1960s: Vietnam War & Hippie Movement
The 1960s signaled the emergence of the Vietnam war and the counterculture era, which greatly impacted the way people thought of everything from politics to religion and style. “This is when our waistlines move higher up, or sometimes there’s no waistline at all,” explains Kaye. “There were [also] metallic and floral embellishments. Daisies were the popular embellishments of choice, the flower child, ‘all we need is love’ types.”
1970s: Me Decade
“The 70s was the ‘Me Decade,’” says Kaye, “It was individualistic, ‘I’m going to do what I want,’ and the suit became a popular choice to get married in.” Bianca and Mick Jagger’s marriage was a prominent one, where she wore a suit with nothing underneath. Princess Anne also got married and wore a clean puffy sleeve gown, with layers of ruffles in different tiers at the bottom.
1980s: The Big ’80s
The event dubbed the “wedding of the century” happened in the ‘80s: None other than Princess Diana’s wedding. “Princess Diana wore a dress so big you couldn’t even fit it into the coach,” says Kaye, “It was considered fantasy and it set the precedent for all other brides.”
Following this iconic moment, other prominent bridal styles that came about were big shoulder pads, plunging necklines, and puffy sleeves.
1990s: Mixed Bag
“The 90s is a mixed bag,” reveals Kaye, “Think of American royalty John F. Kennedy Jr. marrying Carolyn Bessette, and that slip dress. Clean, clean, clean—there wasn’t an ounce of anything on that wedding dress. Carolyn Bessette was widely acknowledged as setting the standard of what a wedding dress looked like for the ‘90s.”
Another notable name that became popular? Vera Wang. The former magazine rose to fame as a ready-to-wear designer, and later a world-renowned name in bridal fashion.
The 2000s marked the rise of weddings outside of the church, so women no longer needed to cover their shoulders.
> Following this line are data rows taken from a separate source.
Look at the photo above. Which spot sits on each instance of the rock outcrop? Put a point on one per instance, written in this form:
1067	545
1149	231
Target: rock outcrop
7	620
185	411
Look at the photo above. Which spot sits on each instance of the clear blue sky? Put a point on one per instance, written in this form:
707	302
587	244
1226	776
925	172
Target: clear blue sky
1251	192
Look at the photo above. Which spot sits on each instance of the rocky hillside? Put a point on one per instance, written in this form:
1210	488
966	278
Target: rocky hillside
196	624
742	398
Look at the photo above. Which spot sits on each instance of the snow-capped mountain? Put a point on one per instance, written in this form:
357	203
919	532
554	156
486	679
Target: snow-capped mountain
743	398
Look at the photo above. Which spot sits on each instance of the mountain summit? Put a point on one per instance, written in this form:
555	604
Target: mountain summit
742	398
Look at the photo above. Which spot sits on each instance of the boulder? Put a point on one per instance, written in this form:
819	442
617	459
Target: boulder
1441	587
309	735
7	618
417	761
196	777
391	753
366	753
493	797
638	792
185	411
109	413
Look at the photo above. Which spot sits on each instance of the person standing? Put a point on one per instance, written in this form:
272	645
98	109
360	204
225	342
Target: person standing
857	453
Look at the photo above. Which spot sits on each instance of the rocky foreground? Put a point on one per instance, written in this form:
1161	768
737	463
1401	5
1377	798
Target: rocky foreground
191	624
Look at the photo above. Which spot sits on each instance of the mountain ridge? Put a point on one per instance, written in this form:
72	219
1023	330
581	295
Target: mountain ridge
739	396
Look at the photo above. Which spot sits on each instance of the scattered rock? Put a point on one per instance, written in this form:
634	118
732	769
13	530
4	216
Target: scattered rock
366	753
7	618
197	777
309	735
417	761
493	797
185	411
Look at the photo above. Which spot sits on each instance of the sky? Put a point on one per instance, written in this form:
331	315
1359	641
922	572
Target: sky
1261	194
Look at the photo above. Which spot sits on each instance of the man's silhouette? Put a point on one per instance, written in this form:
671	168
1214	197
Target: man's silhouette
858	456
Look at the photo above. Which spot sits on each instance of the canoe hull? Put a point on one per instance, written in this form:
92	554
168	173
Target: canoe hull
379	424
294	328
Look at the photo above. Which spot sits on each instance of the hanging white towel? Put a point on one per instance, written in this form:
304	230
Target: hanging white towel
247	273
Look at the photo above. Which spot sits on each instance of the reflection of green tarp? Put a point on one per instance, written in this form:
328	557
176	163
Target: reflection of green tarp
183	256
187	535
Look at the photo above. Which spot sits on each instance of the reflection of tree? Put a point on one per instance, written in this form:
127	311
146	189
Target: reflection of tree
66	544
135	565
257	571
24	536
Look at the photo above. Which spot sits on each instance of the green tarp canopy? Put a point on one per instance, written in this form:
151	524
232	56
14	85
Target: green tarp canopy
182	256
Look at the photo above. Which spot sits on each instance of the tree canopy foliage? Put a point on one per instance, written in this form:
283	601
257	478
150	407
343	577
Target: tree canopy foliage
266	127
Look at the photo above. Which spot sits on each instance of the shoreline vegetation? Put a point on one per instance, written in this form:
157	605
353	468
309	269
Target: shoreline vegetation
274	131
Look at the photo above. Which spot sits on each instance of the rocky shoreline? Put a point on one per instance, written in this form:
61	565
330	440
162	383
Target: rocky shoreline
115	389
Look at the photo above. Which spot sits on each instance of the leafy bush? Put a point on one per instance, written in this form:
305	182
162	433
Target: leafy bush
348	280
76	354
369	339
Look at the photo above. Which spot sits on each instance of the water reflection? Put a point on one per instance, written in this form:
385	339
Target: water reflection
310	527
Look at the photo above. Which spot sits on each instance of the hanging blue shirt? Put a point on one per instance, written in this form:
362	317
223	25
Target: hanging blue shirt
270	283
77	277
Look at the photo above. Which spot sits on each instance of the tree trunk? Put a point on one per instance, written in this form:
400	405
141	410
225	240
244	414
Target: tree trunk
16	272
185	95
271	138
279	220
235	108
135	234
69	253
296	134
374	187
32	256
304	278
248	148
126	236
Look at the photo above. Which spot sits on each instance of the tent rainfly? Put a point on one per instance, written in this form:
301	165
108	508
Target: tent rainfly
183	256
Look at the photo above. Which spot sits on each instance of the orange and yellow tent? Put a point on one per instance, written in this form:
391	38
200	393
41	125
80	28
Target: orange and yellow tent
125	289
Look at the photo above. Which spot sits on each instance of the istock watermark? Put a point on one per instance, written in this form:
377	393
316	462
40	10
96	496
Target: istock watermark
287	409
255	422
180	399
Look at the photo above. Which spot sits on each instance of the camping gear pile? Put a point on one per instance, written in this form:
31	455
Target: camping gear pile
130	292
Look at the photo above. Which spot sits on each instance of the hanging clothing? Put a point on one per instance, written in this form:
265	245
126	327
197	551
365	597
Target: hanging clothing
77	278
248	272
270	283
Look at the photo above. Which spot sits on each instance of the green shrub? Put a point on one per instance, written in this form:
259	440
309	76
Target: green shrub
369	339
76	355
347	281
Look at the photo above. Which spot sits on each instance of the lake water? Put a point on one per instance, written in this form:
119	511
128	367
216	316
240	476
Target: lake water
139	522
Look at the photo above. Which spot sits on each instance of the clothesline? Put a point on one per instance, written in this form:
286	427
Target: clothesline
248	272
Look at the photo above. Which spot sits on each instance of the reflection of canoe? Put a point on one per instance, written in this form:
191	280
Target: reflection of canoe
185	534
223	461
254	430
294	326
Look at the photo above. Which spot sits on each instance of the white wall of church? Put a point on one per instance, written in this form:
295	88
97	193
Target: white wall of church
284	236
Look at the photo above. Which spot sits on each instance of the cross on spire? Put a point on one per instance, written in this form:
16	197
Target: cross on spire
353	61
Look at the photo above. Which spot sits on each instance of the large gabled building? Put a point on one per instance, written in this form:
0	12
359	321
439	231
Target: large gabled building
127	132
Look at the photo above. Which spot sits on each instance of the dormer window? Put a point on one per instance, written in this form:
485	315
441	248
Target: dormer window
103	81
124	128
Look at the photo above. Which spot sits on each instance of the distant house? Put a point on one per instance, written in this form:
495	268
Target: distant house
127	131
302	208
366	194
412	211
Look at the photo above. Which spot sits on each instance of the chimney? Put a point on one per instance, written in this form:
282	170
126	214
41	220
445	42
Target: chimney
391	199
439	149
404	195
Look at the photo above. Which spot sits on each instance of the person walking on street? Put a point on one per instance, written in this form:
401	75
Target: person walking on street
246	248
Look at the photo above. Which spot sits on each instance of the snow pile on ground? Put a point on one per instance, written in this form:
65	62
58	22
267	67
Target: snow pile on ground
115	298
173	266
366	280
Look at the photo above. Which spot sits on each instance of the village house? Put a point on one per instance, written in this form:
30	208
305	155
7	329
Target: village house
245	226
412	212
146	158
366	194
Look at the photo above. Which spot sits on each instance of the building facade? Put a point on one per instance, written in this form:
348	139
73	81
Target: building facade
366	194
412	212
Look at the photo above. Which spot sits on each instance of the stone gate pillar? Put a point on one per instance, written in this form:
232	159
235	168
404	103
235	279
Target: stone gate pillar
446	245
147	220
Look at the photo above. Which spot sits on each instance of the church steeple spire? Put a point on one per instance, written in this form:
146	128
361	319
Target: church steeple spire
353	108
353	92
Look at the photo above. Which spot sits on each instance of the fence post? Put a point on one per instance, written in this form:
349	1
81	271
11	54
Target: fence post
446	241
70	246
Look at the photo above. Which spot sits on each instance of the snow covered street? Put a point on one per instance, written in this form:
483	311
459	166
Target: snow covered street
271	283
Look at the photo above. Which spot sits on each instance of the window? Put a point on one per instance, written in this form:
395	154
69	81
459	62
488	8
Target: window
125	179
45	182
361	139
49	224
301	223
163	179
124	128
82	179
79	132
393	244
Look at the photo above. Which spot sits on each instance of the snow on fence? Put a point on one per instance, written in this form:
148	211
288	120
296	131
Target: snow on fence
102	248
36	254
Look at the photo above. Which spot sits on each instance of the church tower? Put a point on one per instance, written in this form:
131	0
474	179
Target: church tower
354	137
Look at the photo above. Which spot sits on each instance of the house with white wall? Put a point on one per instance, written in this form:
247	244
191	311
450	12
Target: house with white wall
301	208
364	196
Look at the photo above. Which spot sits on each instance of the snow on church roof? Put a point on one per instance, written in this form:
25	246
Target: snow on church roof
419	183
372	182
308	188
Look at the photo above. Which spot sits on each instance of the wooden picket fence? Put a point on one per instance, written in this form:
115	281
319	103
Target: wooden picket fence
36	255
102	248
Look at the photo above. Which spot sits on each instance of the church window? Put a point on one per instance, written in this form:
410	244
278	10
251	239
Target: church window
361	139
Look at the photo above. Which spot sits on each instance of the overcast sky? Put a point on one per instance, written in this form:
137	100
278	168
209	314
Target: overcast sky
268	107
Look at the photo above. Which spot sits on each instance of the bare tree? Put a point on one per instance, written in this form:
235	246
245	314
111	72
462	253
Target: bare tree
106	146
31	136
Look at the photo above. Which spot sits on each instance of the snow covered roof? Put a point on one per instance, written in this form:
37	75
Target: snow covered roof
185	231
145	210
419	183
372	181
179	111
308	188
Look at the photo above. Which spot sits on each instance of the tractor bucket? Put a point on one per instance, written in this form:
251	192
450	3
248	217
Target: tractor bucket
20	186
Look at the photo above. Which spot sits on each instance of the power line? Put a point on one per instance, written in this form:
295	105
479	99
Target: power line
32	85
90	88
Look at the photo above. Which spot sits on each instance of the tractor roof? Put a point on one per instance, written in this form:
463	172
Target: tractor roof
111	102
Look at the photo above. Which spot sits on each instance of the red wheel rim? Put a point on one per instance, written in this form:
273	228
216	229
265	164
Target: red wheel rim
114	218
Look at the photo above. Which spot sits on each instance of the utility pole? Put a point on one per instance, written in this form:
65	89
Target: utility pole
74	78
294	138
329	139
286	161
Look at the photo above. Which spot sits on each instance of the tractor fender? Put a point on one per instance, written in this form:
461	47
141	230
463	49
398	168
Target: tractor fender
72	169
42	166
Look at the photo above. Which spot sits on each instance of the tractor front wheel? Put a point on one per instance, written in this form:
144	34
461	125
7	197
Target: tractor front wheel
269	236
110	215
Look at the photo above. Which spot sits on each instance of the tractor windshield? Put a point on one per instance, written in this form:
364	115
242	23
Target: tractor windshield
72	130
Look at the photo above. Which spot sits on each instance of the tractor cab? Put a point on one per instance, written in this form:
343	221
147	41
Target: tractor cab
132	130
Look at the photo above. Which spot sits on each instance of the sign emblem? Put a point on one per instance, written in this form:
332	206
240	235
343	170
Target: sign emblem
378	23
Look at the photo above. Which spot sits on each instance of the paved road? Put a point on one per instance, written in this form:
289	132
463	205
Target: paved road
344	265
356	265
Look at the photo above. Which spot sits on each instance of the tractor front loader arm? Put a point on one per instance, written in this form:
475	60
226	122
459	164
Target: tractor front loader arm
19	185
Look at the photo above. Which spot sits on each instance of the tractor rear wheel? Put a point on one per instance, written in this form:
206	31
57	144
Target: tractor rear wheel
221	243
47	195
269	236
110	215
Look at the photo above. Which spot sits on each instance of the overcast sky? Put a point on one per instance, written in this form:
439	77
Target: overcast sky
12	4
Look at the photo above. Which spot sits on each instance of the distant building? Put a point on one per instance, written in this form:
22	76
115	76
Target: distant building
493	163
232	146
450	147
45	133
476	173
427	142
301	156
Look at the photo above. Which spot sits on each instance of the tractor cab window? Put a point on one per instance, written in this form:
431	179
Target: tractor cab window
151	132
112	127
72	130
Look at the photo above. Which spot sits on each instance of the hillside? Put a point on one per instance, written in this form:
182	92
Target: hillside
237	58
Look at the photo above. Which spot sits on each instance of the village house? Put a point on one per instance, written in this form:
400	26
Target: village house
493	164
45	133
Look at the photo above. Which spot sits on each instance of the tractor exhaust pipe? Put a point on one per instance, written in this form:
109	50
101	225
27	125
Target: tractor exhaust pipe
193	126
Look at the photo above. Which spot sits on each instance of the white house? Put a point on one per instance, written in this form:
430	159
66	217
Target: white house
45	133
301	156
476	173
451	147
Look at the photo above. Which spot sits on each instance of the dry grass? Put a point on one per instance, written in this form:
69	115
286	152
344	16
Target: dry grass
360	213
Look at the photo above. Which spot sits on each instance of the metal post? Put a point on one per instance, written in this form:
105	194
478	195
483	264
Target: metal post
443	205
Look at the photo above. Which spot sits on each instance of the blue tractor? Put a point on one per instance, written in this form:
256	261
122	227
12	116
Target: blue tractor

Strapless dresses became popular, and brides also started to experiment with different silhouettes. “The turn of our century still showed a lot of looks that felt like the 90s, which tended towards more minimalism,” shares Dr. Abrego, “the fashion pendulum swinging in the other direction after the very voluminous ‘80s.”
2010s: A Royal Affair
The most notable bridal mention for the 2010s is that of Kate Middleton and Prince William’s wedding. The royal bride wore an Alexander McQueen gown, designed by Sarah Burton, featuring a bodice that was padded on the hips, an eight-foot train, and lace sleeves. The Duchess of Cambridge also wore a Cartier tiara borrowed from, none other than, Queen Elizabeth, to pull together the entire look. As a result, brides everywhere were inspired to replicate her iconic, hourglass silhouette, defining a new era in bridal fashion.
Present Day: Social Media
“Today styles are more pluralistic and turn over is quicker, so the options are limitless,” shares Dr. Abrego, “The pace of social media means that styles can be seen by the world instantly, and any designer’s idea can be reproduced more quickly.” In an age where trends on Instagram and Tik Tok come and go in the blink of an eye, bridalwear is also being shaped by what’s made popular by the social media influencers of today’s generation.
“Throughout history, bridal fashion has been mostly inspired by family and cultural traditions, as well as celebrity weddings that probably helped to disseminate trends more than anything else,” Idcavage notes. “And the lasting influences of Queen Victoria’s and Princess Diana’s wedding dresses are proof of that claim! However, while movies stars and royalty may have had the greatest impact on what brides aspired to look like in the past, social media influencers have helped to democratize who brides look to for style inspiration in more recent years.”
However, one thing for sure, the history of bridal fashion is set to repeat itself, as it has in the past—just this time using a different medium. But in all, the sentiment remains the same—brides will always want to look their absolute best on one of the biggest days of their lives.